The term ‘civil partners’ will not apply to those individuals whose civil partnership had been dissolved by a court order before the date of death/transfer
Where a civil partnership can be converted to a marriage or a marriage converted to a civil partnership and the conversion converts one legal relationship into another, the parties will continue to qualify for the exemption. If it is not possible to convert a civil partnership to a marriage or vice versa and one of the parties dies before the new civil partnership or marriage is in existence, the exemption will not be available.
Any transfer between spouses or civil partners made on the breakdown of a marriage or civil partnership is covered by the exemption if it was made before the dissolution of the marriage by the decree absolute, or the dissolution of the civil partnership by the final order. You should note that dispositions between or for the benefit of spouses and civil partners, or former spouses and civil partners, on the breakdown of a marriage or civil partnership may not be transfers of value (IHTM04151) in view of IHTA84/S10 (IHTM04165) or IHTA84/S11 (1) (a) (IHTM04173).

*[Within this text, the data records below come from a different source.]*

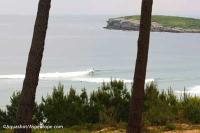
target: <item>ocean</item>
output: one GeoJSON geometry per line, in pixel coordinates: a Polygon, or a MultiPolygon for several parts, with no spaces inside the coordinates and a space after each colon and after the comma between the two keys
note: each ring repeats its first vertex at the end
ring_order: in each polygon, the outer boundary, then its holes
{"type": "MultiPolygon", "coordinates": [[[[111,79],[130,89],[138,32],[108,30],[113,16],[50,16],[36,100],[62,83],[90,93],[111,79]]],[[[35,16],[0,16],[0,106],[22,88],[35,16]]],[[[146,82],[200,95],[200,34],[151,33],[146,82]]]]}

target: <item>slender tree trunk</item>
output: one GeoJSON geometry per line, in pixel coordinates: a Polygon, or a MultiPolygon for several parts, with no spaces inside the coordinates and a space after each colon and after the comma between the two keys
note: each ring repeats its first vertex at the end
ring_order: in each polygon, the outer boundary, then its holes
{"type": "MultiPolygon", "coordinates": [[[[17,112],[17,125],[31,125],[36,88],[44,51],[51,0],[40,0],[29,52],[22,95],[17,112]]],[[[15,133],[31,133],[30,128],[15,129],[15,133]]]]}
{"type": "Polygon", "coordinates": [[[144,86],[149,51],[152,5],[153,0],[142,0],[138,52],[129,107],[127,133],[142,132],[142,111],[144,105],[144,86]]]}

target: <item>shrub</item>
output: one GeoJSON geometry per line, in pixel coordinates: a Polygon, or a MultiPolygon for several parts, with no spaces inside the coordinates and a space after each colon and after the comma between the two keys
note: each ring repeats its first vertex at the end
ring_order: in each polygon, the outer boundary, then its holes
{"type": "Polygon", "coordinates": [[[192,123],[200,123],[200,98],[190,97],[183,103],[184,114],[192,123]]]}

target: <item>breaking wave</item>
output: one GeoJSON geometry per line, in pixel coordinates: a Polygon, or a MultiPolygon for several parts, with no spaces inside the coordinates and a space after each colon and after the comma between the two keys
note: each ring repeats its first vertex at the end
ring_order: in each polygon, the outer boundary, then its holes
{"type": "MultiPolygon", "coordinates": [[[[86,71],[75,71],[75,72],[55,72],[55,73],[41,73],[40,79],[56,79],[56,78],[71,78],[71,77],[81,77],[94,73],[93,69],[86,71]]],[[[25,75],[13,74],[13,75],[0,75],[0,79],[24,79],[25,75]]]]}
{"type": "MultiPolygon", "coordinates": [[[[55,73],[41,73],[39,78],[41,80],[67,80],[67,81],[78,81],[88,83],[102,83],[110,82],[111,80],[123,81],[124,83],[132,83],[132,79],[121,79],[121,78],[110,78],[110,77],[94,77],[92,75],[95,72],[103,70],[88,69],[86,71],[75,71],[75,72],[55,72],[55,73]]],[[[25,76],[22,74],[13,75],[0,75],[0,79],[24,79],[25,76]]],[[[146,79],[146,83],[152,82],[154,79],[146,79]]]]}

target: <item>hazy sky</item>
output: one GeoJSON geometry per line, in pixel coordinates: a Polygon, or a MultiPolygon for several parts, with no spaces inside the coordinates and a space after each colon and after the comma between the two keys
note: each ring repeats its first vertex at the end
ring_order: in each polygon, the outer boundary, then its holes
{"type": "MultiPolygon", "coordinates": [[[[0,0],[0,14],[35,14],[38,0],[0,0]]],[[[141,0],[52,0],[51,14],[138,14],[141,0]]],[[[153,13],[200,17],[200,0],[154,0],[153,13]]]]}

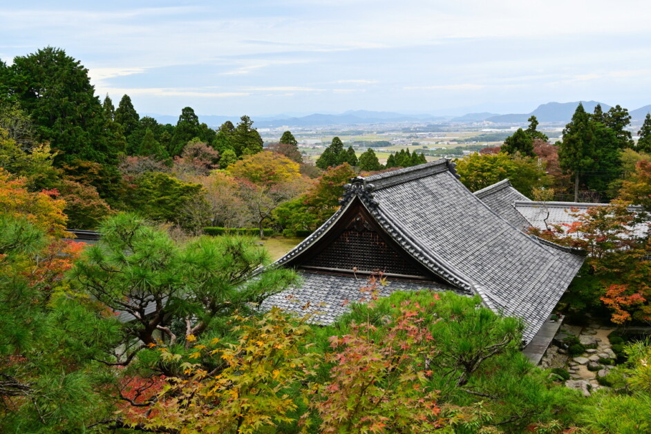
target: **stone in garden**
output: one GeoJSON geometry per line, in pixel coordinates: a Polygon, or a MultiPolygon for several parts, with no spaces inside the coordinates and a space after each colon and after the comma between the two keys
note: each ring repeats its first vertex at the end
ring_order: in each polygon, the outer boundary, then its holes
{"type": "Polygon", "coordinates": [[[582,334],[578,337],[578,341],[585,346],[596,345],[596,338],[594,336],[585,336],[582,334]]]}
{"type": "Polygon", "coordinates": [[[605,377],[610,373],[610,370],[606,369],[605,368],[604,368],[603,369],[599,370],[599,372],[597,372],[597,377],[605,377]]]}
{"type": "Polygon", "coordinates": [[[567,380],[565,381],[565,386],[581,391],[585,397],[590,396],[589,387],[592,386],[589,381],[585,380],[567,380]]]}

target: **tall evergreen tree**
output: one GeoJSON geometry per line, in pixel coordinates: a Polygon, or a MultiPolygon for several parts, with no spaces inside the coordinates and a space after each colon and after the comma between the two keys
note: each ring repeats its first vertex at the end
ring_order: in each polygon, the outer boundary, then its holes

Where the dispositions are made following a Court Order under the Matrimonial Causes Act 1973, the decision in Haines v Hill  EWCA Civ 1284 at para 35 confirms that the applicant spouse’s right to apply for a property order is consideration equal to the value of the money or property that is to be transferred under the Court Order. As a result there is no loss to the respondent spouse’s estate in the first place and there is no need to rely on any exemption or other exclusion to prevent a transfer of value arising. Consequently, a settlement arising under a Court Order which gives the applicant spouse an interest in possession will be a relevant property trust and the spouse’s interest in possession will not form part of their estate in view of IHTA84/S49(1A) and IHTA/S5(1B). The same analysis applies to an interest in possession created in compliance with a Court Order under the Children Act 1989.